Bir de kralı, padişahı, sultanı düşünün
İNSANLIK TARİHİNİN KIRILMA NOKTASI
Magna Carta (Latince: “Büyük Sözleşme”) veya Magna Carta Libertatum (Latince: “Büyük Özgürlükler Sözleşmesi”), 1215 yılında imzalanmış bir İngiliz belgesidir.
Kralın bazı yetkilerinden feragat etmesini, kanunlara uygun davranmasını ve hukukun kralın arzu ve isteklerinden daha üstün olduğunu kabul etmesini zorunlu kılmıştır.
Bu süreç birden bire oluşmamıştır hiç şüphesiz .
Yani kral bir günde düşünüp taşınıp yetkilerinin kısıtlanmasını istememiştir .
Bir takım gelişmeler sonucu bu olmuştur .
Fakat sonuçta bir devrimdi…
Vatandaşların özgürlüklerini belirlemekten çok, toplum güçleri arasında bir denge kuran Magna Carta, kralın sonsuz olan yetkilerini din adamları ve halk adına sınırlamıştır.

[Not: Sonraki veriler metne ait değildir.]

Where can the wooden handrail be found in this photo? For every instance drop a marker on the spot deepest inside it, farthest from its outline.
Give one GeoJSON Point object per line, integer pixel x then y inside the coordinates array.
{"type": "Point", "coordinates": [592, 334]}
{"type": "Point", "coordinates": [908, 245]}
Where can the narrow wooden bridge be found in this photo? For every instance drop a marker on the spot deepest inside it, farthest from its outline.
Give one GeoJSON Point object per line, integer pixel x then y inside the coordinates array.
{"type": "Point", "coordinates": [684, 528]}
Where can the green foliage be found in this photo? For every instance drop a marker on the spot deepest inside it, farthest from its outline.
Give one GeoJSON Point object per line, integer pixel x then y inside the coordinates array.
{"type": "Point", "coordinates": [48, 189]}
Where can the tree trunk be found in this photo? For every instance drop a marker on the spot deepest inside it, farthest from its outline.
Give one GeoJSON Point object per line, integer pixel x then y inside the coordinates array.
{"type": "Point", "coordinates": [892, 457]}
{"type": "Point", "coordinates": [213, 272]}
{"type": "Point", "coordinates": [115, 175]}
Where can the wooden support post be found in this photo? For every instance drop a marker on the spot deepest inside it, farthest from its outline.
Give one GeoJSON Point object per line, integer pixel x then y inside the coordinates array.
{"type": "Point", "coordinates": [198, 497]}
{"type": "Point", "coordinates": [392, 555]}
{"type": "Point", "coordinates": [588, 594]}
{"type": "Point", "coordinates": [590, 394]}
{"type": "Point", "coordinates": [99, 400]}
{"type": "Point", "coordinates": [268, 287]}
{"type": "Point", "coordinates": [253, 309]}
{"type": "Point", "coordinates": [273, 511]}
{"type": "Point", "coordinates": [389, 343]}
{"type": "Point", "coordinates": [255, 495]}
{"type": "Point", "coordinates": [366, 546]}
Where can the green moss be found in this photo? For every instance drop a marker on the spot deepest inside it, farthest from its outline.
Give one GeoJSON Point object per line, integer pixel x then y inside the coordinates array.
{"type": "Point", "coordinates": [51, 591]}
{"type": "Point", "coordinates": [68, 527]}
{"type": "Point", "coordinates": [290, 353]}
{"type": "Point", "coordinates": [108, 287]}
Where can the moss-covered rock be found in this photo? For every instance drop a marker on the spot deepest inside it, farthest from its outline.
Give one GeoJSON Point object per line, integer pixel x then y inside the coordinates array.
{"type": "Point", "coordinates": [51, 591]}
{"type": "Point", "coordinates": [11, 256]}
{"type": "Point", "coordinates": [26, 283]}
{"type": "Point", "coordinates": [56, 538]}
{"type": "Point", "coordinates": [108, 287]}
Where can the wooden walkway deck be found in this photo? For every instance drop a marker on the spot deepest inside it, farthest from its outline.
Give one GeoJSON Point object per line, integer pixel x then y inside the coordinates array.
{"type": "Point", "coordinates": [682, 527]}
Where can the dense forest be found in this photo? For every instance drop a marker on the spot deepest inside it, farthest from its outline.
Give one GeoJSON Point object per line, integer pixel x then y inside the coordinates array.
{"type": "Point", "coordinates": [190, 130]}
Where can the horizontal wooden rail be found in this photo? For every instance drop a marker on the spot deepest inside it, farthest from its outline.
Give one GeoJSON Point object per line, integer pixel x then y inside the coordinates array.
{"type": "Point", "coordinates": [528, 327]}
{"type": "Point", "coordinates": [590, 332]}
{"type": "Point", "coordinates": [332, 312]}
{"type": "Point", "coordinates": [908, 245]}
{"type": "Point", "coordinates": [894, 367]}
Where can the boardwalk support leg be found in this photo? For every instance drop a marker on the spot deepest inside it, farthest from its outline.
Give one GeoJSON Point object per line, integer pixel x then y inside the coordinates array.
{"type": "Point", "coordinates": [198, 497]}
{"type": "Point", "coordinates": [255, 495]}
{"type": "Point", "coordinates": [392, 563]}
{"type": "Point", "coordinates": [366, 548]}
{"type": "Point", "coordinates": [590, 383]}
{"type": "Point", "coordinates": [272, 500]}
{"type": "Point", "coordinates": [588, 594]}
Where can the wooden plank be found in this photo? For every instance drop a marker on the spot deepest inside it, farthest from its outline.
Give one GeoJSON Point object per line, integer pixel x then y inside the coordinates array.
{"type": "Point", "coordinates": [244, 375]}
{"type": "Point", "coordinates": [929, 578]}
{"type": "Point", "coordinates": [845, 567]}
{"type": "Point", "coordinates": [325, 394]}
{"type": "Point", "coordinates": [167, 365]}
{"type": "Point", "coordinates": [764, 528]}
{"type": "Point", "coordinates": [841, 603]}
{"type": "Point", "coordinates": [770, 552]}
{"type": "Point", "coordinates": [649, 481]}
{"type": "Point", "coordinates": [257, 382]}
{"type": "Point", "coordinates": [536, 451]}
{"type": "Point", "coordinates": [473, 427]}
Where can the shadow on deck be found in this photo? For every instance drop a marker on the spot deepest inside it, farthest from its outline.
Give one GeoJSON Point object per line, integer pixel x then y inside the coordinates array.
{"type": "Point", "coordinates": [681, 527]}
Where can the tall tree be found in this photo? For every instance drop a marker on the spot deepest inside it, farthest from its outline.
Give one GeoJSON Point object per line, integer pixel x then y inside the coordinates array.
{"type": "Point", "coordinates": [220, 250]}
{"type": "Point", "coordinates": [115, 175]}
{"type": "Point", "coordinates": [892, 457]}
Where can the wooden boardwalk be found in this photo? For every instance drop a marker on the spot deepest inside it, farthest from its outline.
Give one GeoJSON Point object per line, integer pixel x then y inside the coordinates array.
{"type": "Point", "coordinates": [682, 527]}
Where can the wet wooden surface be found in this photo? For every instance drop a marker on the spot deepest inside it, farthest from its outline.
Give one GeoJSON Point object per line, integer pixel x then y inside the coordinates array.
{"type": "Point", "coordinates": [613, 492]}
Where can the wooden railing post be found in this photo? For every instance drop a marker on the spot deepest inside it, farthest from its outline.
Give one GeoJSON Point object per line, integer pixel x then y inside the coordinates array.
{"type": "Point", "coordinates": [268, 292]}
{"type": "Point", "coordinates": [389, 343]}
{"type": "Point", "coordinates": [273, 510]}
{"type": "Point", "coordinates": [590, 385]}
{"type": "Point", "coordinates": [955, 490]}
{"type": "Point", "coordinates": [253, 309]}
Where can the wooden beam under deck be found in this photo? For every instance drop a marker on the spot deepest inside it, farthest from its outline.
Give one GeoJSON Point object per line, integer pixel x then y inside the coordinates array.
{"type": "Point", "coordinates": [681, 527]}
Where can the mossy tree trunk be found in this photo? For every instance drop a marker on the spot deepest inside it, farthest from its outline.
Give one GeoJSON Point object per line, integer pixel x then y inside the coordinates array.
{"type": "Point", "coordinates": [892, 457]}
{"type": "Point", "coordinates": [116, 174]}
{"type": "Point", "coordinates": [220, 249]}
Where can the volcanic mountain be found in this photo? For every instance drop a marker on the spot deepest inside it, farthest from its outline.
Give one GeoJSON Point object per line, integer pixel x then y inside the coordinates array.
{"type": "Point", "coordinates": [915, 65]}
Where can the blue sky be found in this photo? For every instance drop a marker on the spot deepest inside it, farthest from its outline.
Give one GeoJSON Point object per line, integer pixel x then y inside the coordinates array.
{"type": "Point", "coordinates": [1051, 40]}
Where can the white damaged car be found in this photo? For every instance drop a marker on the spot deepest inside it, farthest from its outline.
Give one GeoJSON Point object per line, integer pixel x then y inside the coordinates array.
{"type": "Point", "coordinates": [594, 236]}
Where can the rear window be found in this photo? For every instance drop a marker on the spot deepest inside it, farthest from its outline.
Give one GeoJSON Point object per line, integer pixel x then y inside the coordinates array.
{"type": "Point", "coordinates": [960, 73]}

Magna Carta’nın 39. maddesi; “ Özgür hiç kimse kendi benzerleri tarafından ülke kanunlarına göre yasal bir şekilde muhakeme edilip hüküm giymeden tutuklanmayacak veya hapsedilmeyecek veya mal ve mülkünden yoksun bırakılmayacak veya kanun dışı ilan edilmeyecek veya sürgün edilmeyecek veya hangi şekilde olursa olsun zarara uğratılmayacaktır.” demektedir. Böylece, vatandaşların hakları ve özgürlükleri açısından çok önemli kurallar getirmiş olup, hukukun üstünlüğü ilkesinin birçok ülkede yerleşmesine neden olmuştur.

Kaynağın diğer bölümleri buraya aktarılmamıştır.